Assignments | Course Home | Schedule & Lecture Notes

Saint Louis University

Computer Science 314
Algorithms

Michael Goldwasser

Spring 2008

Dept. of Math & Computer Science

Homework Assignment 04

Strongly Connected Components

Contents:


Overview

Topic: Strongly Connected Components
Related Reading: class notes
Due: Monday, 10 March 2008

Please make sure you adhere to the policies on academic integrity.


Problem to be Submitted (40 points)

You are to implement the algorithm for computing all strongly-connected components of a given directed graph. This algorithm was discussed in the excerpt from Introduction to Algorithms by Cormen, Leisersen, Rivest, and Stein. In short, it was described as

  1. Call DFS(G) to compute finishing times f[u] for each vertex u
  2. compute GT, that is, the "transpose" graph (a copy of G yet with the orientation of all edges reversed)
  3. call DFS(GT), but starting and restarting the search by considering vertices in order of decreasing f[u] (as computed in line 1)
Each tree in the depth-first forest formed by step 3 is a strongly-connected component of G.

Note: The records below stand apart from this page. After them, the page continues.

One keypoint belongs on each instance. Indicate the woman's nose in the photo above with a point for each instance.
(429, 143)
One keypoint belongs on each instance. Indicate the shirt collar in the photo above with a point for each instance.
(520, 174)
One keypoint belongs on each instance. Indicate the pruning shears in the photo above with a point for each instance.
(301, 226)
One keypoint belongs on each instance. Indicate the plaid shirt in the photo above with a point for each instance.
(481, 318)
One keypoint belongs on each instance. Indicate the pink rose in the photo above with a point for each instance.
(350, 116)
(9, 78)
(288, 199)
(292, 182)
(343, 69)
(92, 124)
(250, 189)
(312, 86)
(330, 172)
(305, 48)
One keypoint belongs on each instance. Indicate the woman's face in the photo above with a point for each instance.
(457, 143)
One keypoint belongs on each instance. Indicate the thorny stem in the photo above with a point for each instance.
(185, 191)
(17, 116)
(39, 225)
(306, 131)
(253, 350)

Output: Your program should report the number of strongly-connected components for the given graph (see extra credit for a discussion of more verbose output).

Running Time: If done properly, your entire program should run in time O(n+m).


Input Format

The first line will be an integer designating the number of vertices of the graph. The second line will be an integer designating the number of edges in the graph. Each subsequent line describes a single edge of the graph as two integers: the first is the ID of the origin of the edge, and the second is the ID of the destination of the edge. Note: vertices are presumed to be identified from 0 to n-1 in this format.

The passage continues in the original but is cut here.